# Kevin Jackson Bp Tankers.



## mathieson (Jul 3, 2017)

Mike winter is looking for Kevin Jackson 2nd Cook on British Wye 1988, from Newcastle, wife Sue.


----------



## makko (Jul 20, 2006)

I believe you are referring to member KevJacko - Try sending him a message as he hasn't posted in a while. Tell him Makko sent you!
Rgds.
Dave


----------



## kevjacko (Jun 4, 2008)

Cheers boys,
Mike and me were great shipmates, I'll message mathieson privately with some contact details for Mike. It will be good to touch base with him again.


----------



## makko (Jul 20, 2006)

Good to see you made contact again, Kev. 
Rgds.
Dave


----------



## kevjacko (Jun 4, 2008)

makko said:


> Good to see you made contact again, Kev.
> Rgds.
> Dave


Hi Dave, I've not been on the site much lately, no particular reason, just life, work, family etc getting in the way. I've sent Mathieson my email address to forward on. Cheers


----------



## JR Minter (Mar 24, 2021)

kevjacko said:


> Cheers boys,
> Mike and me were great shipmates, I'll message mathieson privately with some contact details for Mike. It will be good to touch base with him again.


No


kevjacko said:


> Cheers boys,
> Mike and me were great shipmates, I'll message mathieson privately with some contact details for Mike. It will be good to touch base with him again.


Hi Kev,


I worked as crew between 1981-86 on the Resolution, Reliance, Avon, Vic Bilh and Sivand and would love to see the crew lists for this period - I wish I had taken names and address’s at the time, but this period was pre mobile and email !

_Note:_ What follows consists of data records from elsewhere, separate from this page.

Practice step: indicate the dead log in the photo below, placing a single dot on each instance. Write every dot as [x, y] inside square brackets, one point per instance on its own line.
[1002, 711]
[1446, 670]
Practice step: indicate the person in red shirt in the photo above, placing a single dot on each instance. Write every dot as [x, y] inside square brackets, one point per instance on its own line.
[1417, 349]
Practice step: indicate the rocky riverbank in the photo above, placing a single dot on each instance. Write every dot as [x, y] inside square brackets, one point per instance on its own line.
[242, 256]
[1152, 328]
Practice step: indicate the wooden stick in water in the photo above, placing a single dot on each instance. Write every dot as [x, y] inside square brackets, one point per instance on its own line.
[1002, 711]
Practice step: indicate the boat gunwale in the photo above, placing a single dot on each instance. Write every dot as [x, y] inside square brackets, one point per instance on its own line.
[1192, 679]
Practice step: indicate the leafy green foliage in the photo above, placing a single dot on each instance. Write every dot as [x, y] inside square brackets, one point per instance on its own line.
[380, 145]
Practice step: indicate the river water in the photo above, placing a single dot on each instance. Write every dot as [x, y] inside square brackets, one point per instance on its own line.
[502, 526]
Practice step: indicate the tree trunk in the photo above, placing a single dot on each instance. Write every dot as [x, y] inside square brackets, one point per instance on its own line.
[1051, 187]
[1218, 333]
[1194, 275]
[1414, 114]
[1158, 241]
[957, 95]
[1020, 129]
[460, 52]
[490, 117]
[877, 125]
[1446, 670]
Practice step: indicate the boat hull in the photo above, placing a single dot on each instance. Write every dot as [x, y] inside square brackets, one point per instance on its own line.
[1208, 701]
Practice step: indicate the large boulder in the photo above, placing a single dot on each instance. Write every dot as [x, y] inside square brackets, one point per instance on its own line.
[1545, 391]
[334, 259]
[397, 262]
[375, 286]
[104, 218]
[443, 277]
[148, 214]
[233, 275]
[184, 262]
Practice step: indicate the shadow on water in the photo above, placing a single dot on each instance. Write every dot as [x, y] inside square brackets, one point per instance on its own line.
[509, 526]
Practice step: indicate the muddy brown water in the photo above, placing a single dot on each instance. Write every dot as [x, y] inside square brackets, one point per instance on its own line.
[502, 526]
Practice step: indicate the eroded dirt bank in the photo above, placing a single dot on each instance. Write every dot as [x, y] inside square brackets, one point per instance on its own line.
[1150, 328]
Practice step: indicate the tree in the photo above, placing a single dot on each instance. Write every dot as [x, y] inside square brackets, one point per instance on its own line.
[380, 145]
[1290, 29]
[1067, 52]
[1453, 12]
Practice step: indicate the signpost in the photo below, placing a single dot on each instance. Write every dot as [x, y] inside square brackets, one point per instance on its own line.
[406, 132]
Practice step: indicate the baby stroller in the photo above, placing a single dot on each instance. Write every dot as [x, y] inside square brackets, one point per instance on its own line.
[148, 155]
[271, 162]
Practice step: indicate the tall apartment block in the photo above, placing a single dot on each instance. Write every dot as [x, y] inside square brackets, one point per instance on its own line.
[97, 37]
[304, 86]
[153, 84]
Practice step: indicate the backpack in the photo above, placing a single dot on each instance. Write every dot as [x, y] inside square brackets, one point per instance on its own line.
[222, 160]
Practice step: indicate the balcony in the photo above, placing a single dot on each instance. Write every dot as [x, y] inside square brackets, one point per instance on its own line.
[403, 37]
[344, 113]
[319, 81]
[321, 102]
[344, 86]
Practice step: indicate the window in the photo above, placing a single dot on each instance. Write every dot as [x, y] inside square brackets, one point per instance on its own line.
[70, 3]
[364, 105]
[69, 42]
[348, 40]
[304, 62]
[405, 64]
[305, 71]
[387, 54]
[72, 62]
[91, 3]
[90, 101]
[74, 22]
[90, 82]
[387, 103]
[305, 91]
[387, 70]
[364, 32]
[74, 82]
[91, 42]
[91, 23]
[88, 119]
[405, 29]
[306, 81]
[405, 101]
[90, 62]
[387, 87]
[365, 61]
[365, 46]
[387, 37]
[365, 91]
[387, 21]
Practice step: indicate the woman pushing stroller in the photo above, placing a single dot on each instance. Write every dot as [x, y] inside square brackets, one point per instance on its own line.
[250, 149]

Did you work on any of these ? Your name seems familiar.

Best Wishes, Jeremy (JR) Minter


----------



## kevjacko (Jun 4, 2008)

JR Minter said:


> No
> 
> 
> Hi Kev,
> ...


Hi Jerry.
Sure I sailed with you on the Avon think that was 82. Joined in Gibraltar, I was Galley boy on her. We did MOD charter Falkland run. If not it was the Resolution in 83, we did a cape crawl on her.
I'll double check some dates and get back to you.
Cheers


----------